Subsequently, charging experiments were performed on all three cell types (cell N, cell D1, and cell D2) by assembling a three-cell parallel module. Prior to connection, each cell was individually fully discharged. Three clamp-type current probes were installed to separately measure the charging current entering each cell. This three-cell parallel module was then placed in an isothermal chamber at 23 °C and charged at a constant 1C-rate (3.15 A) (Fig. 4).

Fig. 4 Schematic of the charging test for three-parallel-module configuration.

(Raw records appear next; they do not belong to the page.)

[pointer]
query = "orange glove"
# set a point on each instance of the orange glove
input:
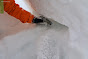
(14, 10)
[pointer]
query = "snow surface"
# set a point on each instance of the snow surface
(30, 41)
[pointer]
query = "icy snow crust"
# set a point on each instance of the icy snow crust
(65, 39)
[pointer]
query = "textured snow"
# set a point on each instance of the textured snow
(65, 39)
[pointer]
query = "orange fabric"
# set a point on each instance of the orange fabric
(13, 9)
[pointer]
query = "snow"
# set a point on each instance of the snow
(65, 39)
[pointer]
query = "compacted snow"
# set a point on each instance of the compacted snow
(65, 39)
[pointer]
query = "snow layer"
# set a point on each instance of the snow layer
(30, 41)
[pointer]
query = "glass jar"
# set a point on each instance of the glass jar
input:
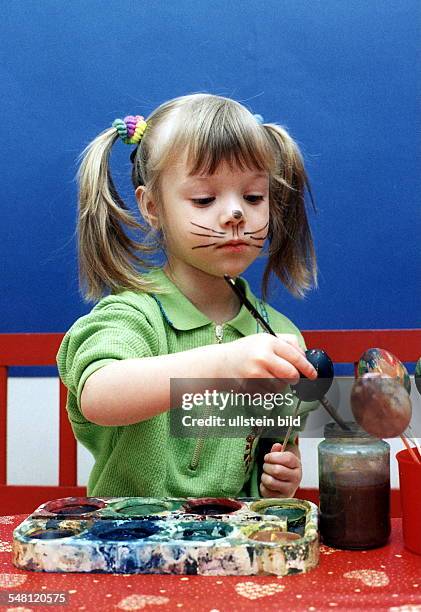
(354, 484)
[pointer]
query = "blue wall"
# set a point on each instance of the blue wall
(342, 76)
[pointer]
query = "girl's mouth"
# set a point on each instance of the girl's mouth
(234, 245)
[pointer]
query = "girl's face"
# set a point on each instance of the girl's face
(215, 223)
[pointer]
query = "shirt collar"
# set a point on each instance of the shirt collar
(181, 314)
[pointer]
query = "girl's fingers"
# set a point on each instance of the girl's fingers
(278, 486)
(294, 356)
(291, 339)
(286, 459)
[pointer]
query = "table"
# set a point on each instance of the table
(387, 578)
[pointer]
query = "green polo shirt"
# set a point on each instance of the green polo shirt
(144, 459)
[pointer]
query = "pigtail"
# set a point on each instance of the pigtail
(291, 253)
(108, 257)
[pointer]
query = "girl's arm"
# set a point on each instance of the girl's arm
(131, 390)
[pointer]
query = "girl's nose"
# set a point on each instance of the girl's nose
(233, 216)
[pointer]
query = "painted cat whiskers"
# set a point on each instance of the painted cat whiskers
(216, 234)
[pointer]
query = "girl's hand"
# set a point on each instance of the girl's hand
(266, 356)
(281, 473)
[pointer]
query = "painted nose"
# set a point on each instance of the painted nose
(233, 216)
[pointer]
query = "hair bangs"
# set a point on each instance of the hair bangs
(211, 130)
(228, 133)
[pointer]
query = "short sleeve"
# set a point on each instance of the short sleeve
(112, 331)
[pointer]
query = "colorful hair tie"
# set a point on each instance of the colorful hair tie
(131, 128)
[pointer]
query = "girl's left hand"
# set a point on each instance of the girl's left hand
(281, 473)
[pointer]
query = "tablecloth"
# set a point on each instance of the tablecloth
(387, 578)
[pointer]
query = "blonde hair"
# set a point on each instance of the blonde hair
(211, 129)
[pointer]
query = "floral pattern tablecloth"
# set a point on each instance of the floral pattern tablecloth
(387, 578)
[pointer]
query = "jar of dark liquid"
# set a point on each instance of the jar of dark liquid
(354, 483)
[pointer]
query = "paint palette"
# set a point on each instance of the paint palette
(208, 536)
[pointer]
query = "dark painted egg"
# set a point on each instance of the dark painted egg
(417, 376)
(311, 390)
(381, 405)
(384, 362)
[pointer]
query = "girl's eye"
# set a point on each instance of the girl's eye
(253, 199)
(202, 201)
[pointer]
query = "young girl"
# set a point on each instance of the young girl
(213, 184)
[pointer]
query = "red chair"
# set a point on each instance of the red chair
(343, 346)
(35, 350)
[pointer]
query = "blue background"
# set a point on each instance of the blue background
(341, 76)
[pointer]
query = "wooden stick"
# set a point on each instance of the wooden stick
(411, 450)
(285, 442)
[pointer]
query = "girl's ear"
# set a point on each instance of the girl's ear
(147, 206)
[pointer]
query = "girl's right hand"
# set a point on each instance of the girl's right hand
(266, 356)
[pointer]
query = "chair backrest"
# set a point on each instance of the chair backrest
(35, 350)
(32, 349)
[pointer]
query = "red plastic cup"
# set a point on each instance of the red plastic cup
(410, 486)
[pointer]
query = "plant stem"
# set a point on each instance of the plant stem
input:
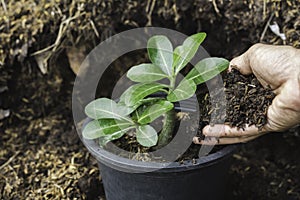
(172, 84)
(166, 133)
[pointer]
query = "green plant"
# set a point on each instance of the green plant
(135, 109)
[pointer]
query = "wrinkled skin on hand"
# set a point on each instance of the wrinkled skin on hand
(277, 67)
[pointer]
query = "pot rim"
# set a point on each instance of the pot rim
(135, 166)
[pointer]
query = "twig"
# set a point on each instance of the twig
(62, 28)
(9, 160)
(266, 27)
(4, 6)
(94, 28)
(149, 10)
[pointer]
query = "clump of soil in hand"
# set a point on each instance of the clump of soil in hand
(247, 102)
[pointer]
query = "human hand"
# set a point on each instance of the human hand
(277, 67)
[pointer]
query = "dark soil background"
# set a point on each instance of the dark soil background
(41, 156)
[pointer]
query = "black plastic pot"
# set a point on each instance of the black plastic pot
(207, 179)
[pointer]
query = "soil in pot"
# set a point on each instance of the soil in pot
(246, 102)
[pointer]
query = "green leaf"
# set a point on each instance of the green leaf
(183, 54)
(137, 92)
(206, 69)
(145, 73)
(146, 135)
(160, 52)
(184, 90)
(104, 108)
(105, 127)
(154, 111)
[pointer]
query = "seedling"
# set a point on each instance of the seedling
(135, 110)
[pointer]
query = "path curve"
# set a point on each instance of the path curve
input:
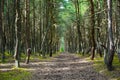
(65, 67)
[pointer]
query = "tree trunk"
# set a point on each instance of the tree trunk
(17, 33)
(110, 37)
(92, 30)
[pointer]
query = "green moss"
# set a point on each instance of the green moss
(15, 74)
(99, 66)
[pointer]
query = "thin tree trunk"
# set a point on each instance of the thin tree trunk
(17, 26)
(110, 37)
(92, 30)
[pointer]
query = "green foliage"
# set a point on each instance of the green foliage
(100, 67)
(16, 74)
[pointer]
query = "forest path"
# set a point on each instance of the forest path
(65, 67)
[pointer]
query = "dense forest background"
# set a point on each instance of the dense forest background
(49, 26)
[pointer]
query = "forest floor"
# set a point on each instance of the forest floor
(65, 66)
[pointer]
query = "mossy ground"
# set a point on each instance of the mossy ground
(101, 67)
(20, 73)
(16, 74)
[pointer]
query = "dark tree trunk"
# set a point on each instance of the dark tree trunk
(110, 37)
(17, 33)
(92, 30)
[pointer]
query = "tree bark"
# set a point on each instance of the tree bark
(92, 30)
(110, 37)
(17, 33)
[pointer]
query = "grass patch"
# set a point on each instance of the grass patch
(15, 74)
(100, 67)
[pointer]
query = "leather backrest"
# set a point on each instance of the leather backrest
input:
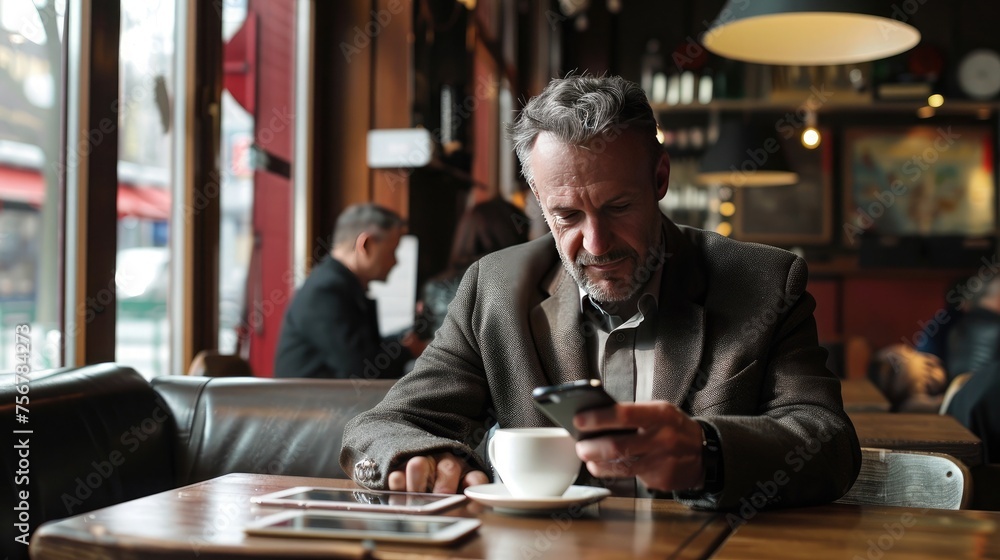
(100, 435)
(265, 426)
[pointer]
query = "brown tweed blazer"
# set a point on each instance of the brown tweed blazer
(736, 347)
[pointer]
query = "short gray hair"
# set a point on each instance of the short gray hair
(361, 218)
(580, 109)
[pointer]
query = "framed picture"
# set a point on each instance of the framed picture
(799, 214)
(918, 181)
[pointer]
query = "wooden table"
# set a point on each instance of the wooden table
(861, 395)
(207, 519)
(840, 531)
(918, 432)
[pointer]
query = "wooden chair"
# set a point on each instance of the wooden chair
(210, 363)
(910, 479)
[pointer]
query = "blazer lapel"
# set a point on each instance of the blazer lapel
(556, 330)
(680, 325)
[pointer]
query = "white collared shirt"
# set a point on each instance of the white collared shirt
(624, 351)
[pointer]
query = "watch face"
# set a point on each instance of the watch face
(979, 74)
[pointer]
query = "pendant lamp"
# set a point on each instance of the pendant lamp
(811, 32)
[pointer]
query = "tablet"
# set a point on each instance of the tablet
(362, 525)
(358, 500)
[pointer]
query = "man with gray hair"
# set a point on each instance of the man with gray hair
(709, 345)
(330, 328)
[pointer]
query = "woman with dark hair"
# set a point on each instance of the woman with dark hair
(486, 227)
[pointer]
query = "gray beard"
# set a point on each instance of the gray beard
(622, 290)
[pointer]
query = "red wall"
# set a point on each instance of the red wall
(882, 307)
(271, 282)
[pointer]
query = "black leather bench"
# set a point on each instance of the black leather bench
(102, 435)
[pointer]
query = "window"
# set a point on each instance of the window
(142, 274)
(31, 59)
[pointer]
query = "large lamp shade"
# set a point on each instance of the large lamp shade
(745, 156)
(810, 32)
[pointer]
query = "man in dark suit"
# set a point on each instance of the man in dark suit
(330, 328)
(709, 345)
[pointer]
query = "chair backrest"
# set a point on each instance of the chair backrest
(210, 363)
(956, 384)
(99, 435)
(910, 479)
(265, 426)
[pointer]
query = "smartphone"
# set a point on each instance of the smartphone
(359, 500)
(561, 402)
(375, 526)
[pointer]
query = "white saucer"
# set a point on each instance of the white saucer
(499, 497)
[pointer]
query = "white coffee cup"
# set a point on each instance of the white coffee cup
(534, 462)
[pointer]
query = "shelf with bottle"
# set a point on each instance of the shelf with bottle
(980, 109)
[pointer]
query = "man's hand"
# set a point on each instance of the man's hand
(664, 452)
(442, 473)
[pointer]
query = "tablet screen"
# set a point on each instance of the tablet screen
(362, 497)
(405, 526)
(351, 525)
(359, 499)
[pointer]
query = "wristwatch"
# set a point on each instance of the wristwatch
(711, 459)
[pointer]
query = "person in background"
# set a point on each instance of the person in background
(974, 347)
(708, 344)
(331, 328)
(486, 227)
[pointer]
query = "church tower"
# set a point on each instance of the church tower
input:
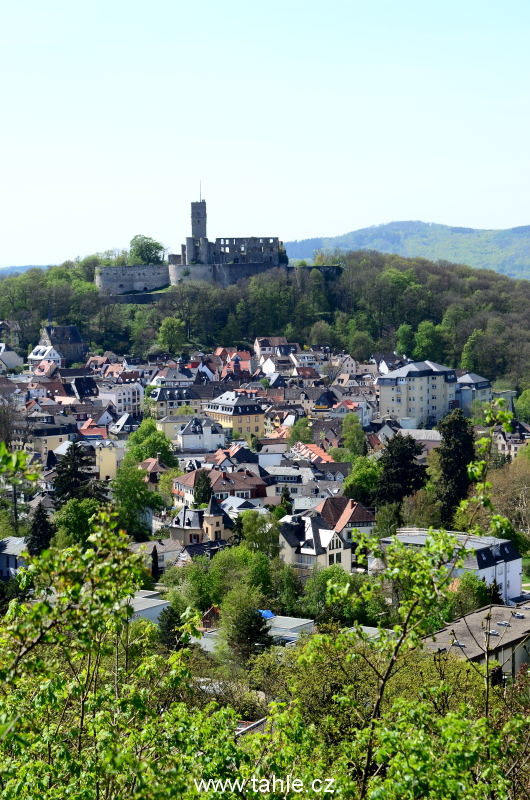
(198, 220)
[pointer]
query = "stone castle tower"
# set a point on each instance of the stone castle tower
(223, 261)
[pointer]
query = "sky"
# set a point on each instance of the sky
(302, 118)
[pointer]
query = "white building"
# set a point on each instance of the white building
(488, 557)
(43, 353)
(126, 397)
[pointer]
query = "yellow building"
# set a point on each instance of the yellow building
(237, 412)
(109, 455)
(421, 392)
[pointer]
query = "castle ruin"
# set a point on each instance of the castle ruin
(225, 261)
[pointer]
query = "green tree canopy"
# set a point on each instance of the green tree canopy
(171, 335)
(145, 250)
(353, 435)
(73, 479)
(242, 627)
(73, 522)
(203, 488)
(147, 442)
(300, 432)
(132, 499)
(40, 532)
(455, 452)
(401, 474)
(362, 482)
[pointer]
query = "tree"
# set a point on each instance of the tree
(168, 624)
(74, 522)
(133, 498)
(320, 333)
(144, 250)
(362, 482)
(455, 452)
(165, 484)
(404, 340)
(354, 436)
(522, 406)
(401, 475)
(171, 335)
(203, 488)
(148, 442)
(261, 532)
(243, 628)
(361, 345)
(430, 342)
(300, 432)
(40, 532)
(73, 480)
(155, 569)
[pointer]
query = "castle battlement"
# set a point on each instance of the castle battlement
(225, 260)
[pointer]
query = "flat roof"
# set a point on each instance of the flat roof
(471, 629)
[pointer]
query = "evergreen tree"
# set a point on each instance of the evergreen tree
(203, 488)
(401, 475)
(454, 454)
(242, 626)
(155, 571)
(168, 623)
(40, 532)
(73, 480)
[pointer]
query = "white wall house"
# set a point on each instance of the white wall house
(488, 557)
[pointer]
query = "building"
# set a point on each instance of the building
(67, 341)
(9, 359)
(488, 557)
(306, 540)
(127, 398)
(109, 456)
(502, 632)
(236, 412)
(10, 556)
(195, 526)
(198, 250)
(472, 387)
(421, 392)
(244, 484)
(166, 400)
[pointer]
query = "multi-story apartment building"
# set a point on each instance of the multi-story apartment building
(421, 392)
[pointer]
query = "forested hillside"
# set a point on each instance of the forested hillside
(446, 312)
(505, 251)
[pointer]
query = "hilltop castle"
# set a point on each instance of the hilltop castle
(224, 261)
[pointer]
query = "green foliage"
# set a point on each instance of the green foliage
(260, 532)
(522, 406)
(400, 475)
(243, 629)
(362, 482)
(73, 522)
(73, 480)
(454, 454)
(203, 488)
(300, 432)
(133, 498)
(40, 532)
(147, 442)
(145, 250)
(171, 335)
(354, 436)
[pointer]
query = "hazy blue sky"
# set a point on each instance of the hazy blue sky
(302, 118)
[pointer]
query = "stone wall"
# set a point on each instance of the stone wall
(224, 274)
(119, 280)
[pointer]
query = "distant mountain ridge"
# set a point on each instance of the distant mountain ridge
(505, 251)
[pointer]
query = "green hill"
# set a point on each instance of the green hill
(505, 251)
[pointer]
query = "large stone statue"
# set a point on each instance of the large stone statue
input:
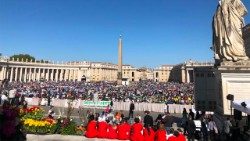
(228, 22)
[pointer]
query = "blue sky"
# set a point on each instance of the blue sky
(155, 32)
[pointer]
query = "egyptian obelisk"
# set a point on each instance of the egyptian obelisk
(119, 74)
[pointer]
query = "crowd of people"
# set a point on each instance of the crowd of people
(142, 91)
(117, 127)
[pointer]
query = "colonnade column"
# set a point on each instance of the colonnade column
(3, 72)
(11, 74)
(21, 74)
(66, 74)
(52, 74)
(60, 75)
(47, 74)
(43, 74)
(29, 75)
(39, 74)
(25, 75)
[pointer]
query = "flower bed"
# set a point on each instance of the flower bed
(34, 122)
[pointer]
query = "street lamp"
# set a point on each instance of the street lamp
(231, 98)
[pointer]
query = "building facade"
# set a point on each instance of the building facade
(22, 70)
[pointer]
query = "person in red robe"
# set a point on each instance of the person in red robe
(136, 131)
(123, 130)
(112, 131)
(91, 131)
(102, 129)
(161, 133)
(148, 133)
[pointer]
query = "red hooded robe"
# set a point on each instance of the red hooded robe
(91, 129)
(123, 131)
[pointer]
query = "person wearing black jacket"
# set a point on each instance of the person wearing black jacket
(131, 109)
(148, 119)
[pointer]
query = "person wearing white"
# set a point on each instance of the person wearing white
(212, 129)
(4, 98)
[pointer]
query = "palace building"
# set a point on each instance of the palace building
(20, 70)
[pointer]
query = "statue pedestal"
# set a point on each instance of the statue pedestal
(232, 78)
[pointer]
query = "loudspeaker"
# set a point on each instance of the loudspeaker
(230, 97)
(237, 115)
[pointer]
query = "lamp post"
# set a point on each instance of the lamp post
(231, 98)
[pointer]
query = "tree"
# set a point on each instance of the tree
(23, 57)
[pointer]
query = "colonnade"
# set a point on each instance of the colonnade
(27, 74)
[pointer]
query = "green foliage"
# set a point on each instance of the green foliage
(38, 115)
(69, 129)
(23, 57)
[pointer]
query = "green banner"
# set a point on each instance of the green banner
(97, 104)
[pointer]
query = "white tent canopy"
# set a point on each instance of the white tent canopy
(237, 105)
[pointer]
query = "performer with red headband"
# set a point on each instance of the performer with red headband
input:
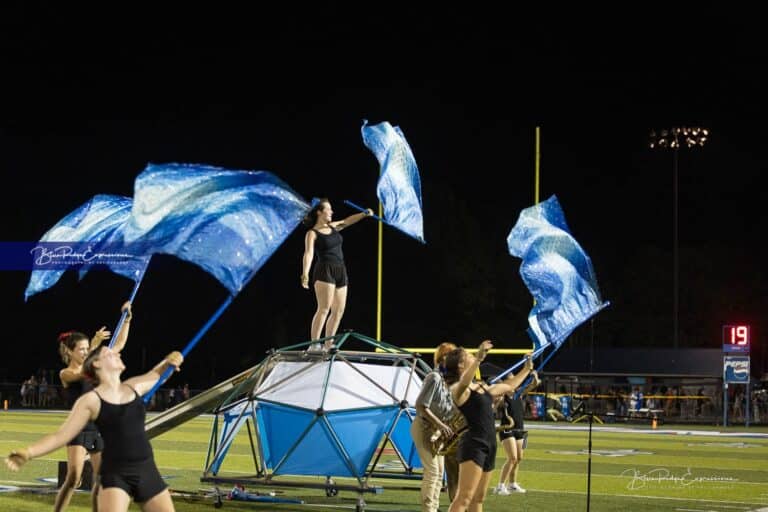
(74, 347)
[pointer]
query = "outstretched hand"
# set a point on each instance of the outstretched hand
(528, 364)
(17, 458)
(126, 308)
(175, 359)
(483, 349)
(100, 336)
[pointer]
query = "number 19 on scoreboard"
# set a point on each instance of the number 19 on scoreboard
(736, 338)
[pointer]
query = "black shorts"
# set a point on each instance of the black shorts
(141, 480)
(334, 273)
(514, 432)
(91, 440)
(478, 451)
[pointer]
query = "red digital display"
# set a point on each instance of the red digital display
(736, 338)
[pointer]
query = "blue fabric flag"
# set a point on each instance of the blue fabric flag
(228, 222)
(399, 187)
(90, 235)
(557, 272)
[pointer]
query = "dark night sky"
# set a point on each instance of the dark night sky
(91, 97)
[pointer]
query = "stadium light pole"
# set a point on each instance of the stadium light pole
(674, 139)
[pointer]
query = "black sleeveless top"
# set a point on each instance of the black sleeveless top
(478, 410)
(328, 247)
(75, 390)
(122, 427)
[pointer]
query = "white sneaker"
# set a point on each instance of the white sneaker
(501, 490)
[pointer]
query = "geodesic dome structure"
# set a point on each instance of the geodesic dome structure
(324, 414)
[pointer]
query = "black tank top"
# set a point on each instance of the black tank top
(328, 247)
(122, 427)
(75, 390)
(478, 410)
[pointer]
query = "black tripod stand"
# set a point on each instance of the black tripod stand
(590, 416)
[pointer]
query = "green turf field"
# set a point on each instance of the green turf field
(683, 471)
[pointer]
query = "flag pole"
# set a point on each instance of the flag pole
(190, 345)
(130, 299)
(537, 166)
(379, 273)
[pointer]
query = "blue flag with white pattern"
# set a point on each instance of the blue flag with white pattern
(399, 186)
(557, 272)
(89, 235)
(228, 222)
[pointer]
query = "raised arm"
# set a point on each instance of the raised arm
(460, 390)
(356, 217)
(143, 383)
(99, 337)
(510, 384)
(535, 381)
(84, 410)
(306, 260)
(122, 336)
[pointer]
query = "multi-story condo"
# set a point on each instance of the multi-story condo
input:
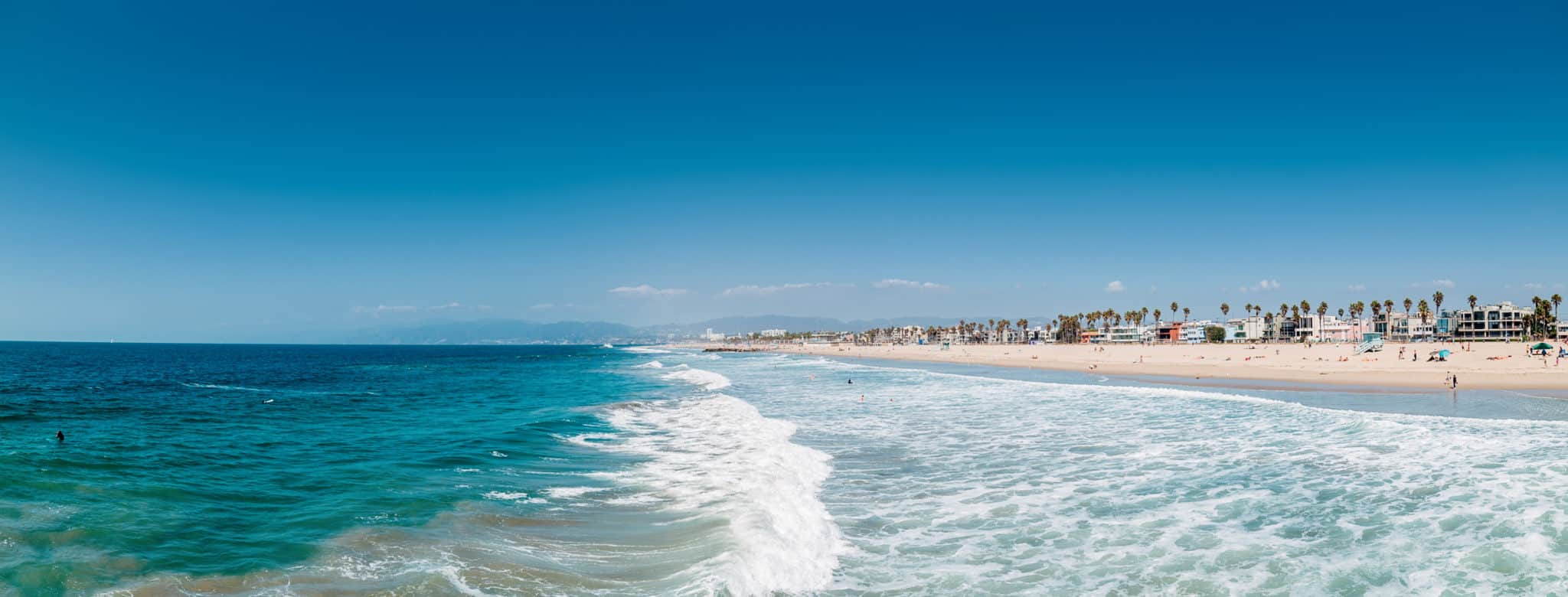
(1246, 329)
(1194, 333)
(1125, 334)
(1328, 328)
(1403, 328)
(1493, 321)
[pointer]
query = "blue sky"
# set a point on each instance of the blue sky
(193, 171)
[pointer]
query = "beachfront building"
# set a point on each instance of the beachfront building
(1280, 329)
(1493, 321)
(1126, 334)
(1167, 331)
(1406, 328)
(1192, 333)
(1328, 328)
(1246, 329)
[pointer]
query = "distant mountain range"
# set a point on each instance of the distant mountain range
(593, 333)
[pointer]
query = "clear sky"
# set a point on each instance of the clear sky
(230, 171)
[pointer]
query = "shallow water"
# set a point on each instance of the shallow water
(590, 471)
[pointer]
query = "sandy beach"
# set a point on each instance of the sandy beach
(1479, 366)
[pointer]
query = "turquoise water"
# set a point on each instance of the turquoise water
(257, 471)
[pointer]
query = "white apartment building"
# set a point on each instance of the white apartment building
(1246, 329)
(1126, 334)
(1493, 321)
(1328, 328)
(1194, 333)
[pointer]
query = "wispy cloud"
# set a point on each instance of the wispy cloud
(384, 309)
(460, 306)
(1261, 285)
(761, 290)
(896, 282)
(646, 290)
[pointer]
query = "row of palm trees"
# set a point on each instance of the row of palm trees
(1067, 328)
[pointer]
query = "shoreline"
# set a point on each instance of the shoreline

3.3 Preparation of reference data

For cell N, cell D1, and cell D2, two sets of reference data were prepared as outlined in the previous section: the OCV V_OC,j as a function of charge capacity Q_j and the internal resistance R_j as a function of charge capacity.

To obtain the OCV, each cell was first fully discharged and then subjected to CC charging at a 0.02C-rate (21 mA). During the CC charging process, the cell voltage was measured and recorded as V_OC,j. To determine the internal resistance R_j, the overvoltage at various charge capacities was initially calculated by subtracting the corresponding V_OC,j from the measured cell voltage during CC charging at a 1C-rate (1.05 A). The internal resistance was then derived by dividing this overvoltage by the current at the 0.98C-rate (1.029 A).

Both reference datasets comprise discrete values obtained experimentally for specific charge capacities. However, because continuous functions were necessary for the simulations, these discrete datasets were transformed into continuous functions by applying a non-rational, uniform, cubic B-spline implemented via a custom Excel VBA function.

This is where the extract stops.